The End of Xbox
It is the end of Xbox after a painful decade. With Phil Spencer and Sarah Bond leaving or being fired, it confirms the obvious: Xbox is now mostly a tool for Microsoft's other ambitions. Microsoft's old vision of a Trojan horse in the living room is no longer interesting. Instead, Xbox's only useful function is to advance an AI agenda. Short of that, it will be folded and shut down.
Phil was one of us, and in an industry dogmatic about in-group versus out-group signaling, having someone who was "one of us" felt right. He publicly revealed his Gamertag (P3) and had a gamer shelf of titles and paraphernalia behind him in video calls. But the unfortunate reality is that executives are measured as stewards of capital, and Phil's track record was awful.
The defense against Nadella's AI ambitions would be for the segment to generate compelling profits. Instead of rivaling PlayStation, Xbox was crushed in Europe and never materialized in Asia. Spencer's 12-year reign largely began with Xbox One, which also coincided with the fumbling of some of its biggest IPs.

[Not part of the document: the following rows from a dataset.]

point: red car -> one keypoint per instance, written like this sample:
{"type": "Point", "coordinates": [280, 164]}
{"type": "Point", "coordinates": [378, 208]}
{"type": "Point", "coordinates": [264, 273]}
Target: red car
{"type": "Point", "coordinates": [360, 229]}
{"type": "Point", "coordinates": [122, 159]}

Gears of War, Halo, and Fable are Xbox's response to God of War, Spider-Man, and The Last of Us, and all three franchises are in the worst place they have ever been, relegated to supporting cast. Game Pass is a strategic miss on many fronts, a model that is fundamentally incompatible with games. While much of this comes from Redmond mandates, Phil's title is Xbox CEO, and at some point the buck has to stop with him.
We should not underestimate Spencer's role in saving us from the fate of industry fool, former Xbox Head Don Mattrick, who seriously attempted to bundle Kinect and force always-online requirements. The fallout of that conference is felt to this day. Backtracking those decisions delayed Xbox in Europe, allowing PlayStation to gain an early foothold. That alone deserves his face etched into gaming Mount Rushmore.
My hope for Phil & Sarah is to do something new and exciting, bringing gaming what it desperately needs: new platforms that bring in new opportunities to grow the market.
Asha Sharma, the new Xbox head, a former Instacart executive and Microsoft AI leader, is not a serious choice if you believe in games as an end, not a means. In a rare communication miss, Lulu Cheng Meservey, former Activision Blizzard chief communications officer, celebrated Asha's initial PR release, which appealed to the gamer base: "No soulless AI," "Games are art," and so on. But in Lulu's own playbook, these statements are corporate slop. The authentic message would be to show her Gamertag.
Short of that, the better move is to lay cards on the table, declare that she is not a gamer, but that she is excited about this world and diving in with a photo of herself playing the latest Halo game. Unfortunately, we know that will not be the case. While it is certainly not a mandate for executives to be gamers themselves, it is a powerful way to win hearts and minds with gamers and the game industry.